Rural
Youth Pedestrian-Motor Vehicle Traffic
|
July 2001
Background
Injuries resulting
from pedestrian-motor vehicle crashes on public roadways are termed pedestrian-motor
vehicle traffic (PMVT) injuries. In 1999, youth under age 15 accounted for 30%
of all PMVT fatalities nationwide.1 Per mile
traveled, pedestrians experience a 36 times higher fatality rate than motor
vehicle occupants.2
National and
State Injury Experience
Rural-Specific
- Nationally in
1999, 180 youth under age 14 were killed in PMVT collisions in rural* areas.3
- From 1996-98,
South Carolina, Mississippi, Georgia, Utah, Louisiana, and Arizona experienced
the highest average youth PMVT fatality rates.4
- From 1995-1999,
nationwide, youth PMVT fatalities in rural and urban areas declined. Youth
fatalities in urban areas decreased at nearly twice the rate of youth fatalities
in rural areas.3
- A 1988 Washington
state study reported that urban youth under age 14 were more frequently injured
in PMVT crashes. However, rural youth experienced a 4-5 times higher fatality
rate.6
General
- Decreases in
youth PMVT fatalities may be due to youth walking less.5
- Common youth
PMVT injuries requiring hospitalizations included fractures (especially femur),
closed head trauma, and lacerations.7,10
- Etiology of
youth pedestrian-motor vehicle injury varies developmentally. Children 1-4
years are typically injured in driveway runovers, 5-9 years in mid-block dartouts
on residential streets, and 10-14 years while crossing busy streets.9
Youth PMVT Fatalities
in Rural Areas*
1995-1999 national data reveal the following about youth PMVT fatalities
on rural roadways:
Youth |
61% male
74% 5-14 years |
Driver |
estimated
11% struck by impaired driver |
Lighting |
60% occurred
from 3-9 p.m. |
Vehicle |
49% cars
26% pickup trucks
3% school bus
|
Roadway |
97% paved
roads
75% local roads and secondary roads in between small towns
50% mid-block locations
42% roads with posted speeds > 50 MPH** |
Selected factors
believed to be more problematic in rural areas include:
- Lack of road
shoulders, medians, traffic signals, over and underpasses, sidewalks 12
- Concentration
of roads with higher speed limits 13
- Poor or no street
lighting 12,14
- Longer pre-hospital
transport times 6
- Limited access
to trauma centers 6
* Unincorporated
area or an incorporated area of less than 5,000 people.
** Though posted speed is a proxy for actual speed traveled, a pedestrian
hit at 20 MPH has a 95% chance of survival compared to virtually no chance if
hit at 50 MPH or greater. 11
General Risk Factors
for Youth PMVTs:
- The most significant
risk factors, in order, for youth PMVT injuries are high traffic volume, lower
income status, younger age, and environmental characteristics such as high
speed limits and no available play areas.15
- In general,
young children are not physically, mentally, and emotionally capable of being
safe pedestrians.

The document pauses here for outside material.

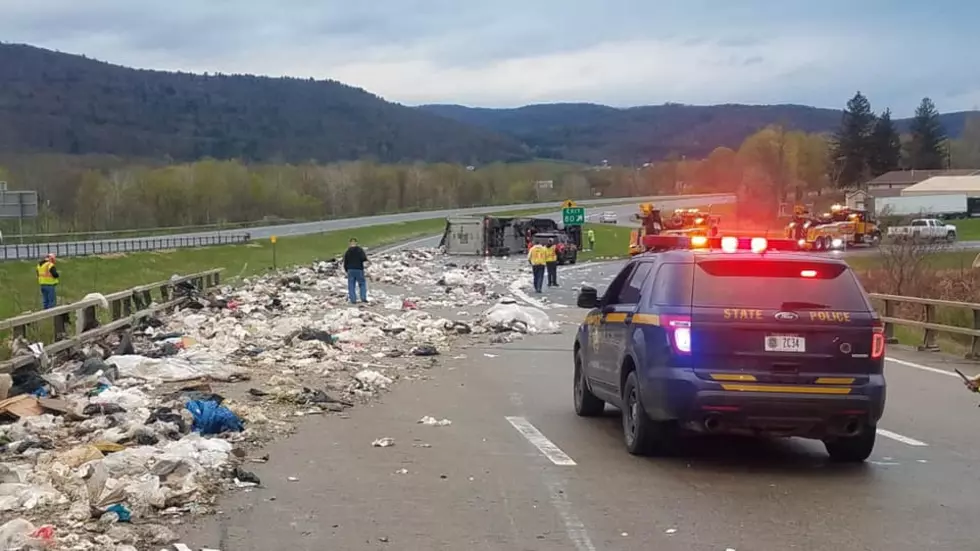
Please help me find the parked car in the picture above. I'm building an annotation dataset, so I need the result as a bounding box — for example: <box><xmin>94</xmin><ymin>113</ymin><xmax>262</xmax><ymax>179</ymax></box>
<box><xmin>599</xmin><ymin>211</ymin><xmax>618</xmax><ymax>224</ymax></box>
<box><xmin>532</xmin><ymin>232</ymin><xmax>578</xmax><ymax>265</ymax></box>
<box><xmin>886</xmin><ymin>218</ymin><xmax>957</xmax><ymax>242</ymax></box>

Adults often overestimate a child's ability to walk in or
near traffic. 21
Prevention Recommendations
Rural-Specific
- No effective
interventions to reduce youth PMVT injuries in rural environments were identified
in the literature.
- Research is
needed to understand the rural youth PMVT injury experience (especially non-fatal
injuries) and identify priorities for intervention.
General
- Literature suggests
the following strategies reduce pedestrian injuries:
- Engineering
modifications to slow traffic speed (e.g. speed bumps) and separate pedestrians
from traffic (e.g. sidewalks) 16
- community
wide campaigns involving education ( e.g. pamphlets, and media press),
enforcement (e.g. police warnings for failure to yield), and engineering
interventions (e.g. advanced stop lines before crosswalks) 16
- vehicle
modifications (e.g. smooth front ends) 16
- lengthening
daylight savings time in the fall 16
- wearing
retro-reflective clothing at night 17
- Literature suggests
the following interventions offer limited effectiveness:
- skill building
programs targeting pre-school or young elementary school students.
19,20
- anticipatory
guidance by healthcare providers 18
Selected Resources*
Rural-Specific
- TASK II Pedestrian
Safety Curricula: Developed the Teaching Agricultural Safety to Kids (TASK)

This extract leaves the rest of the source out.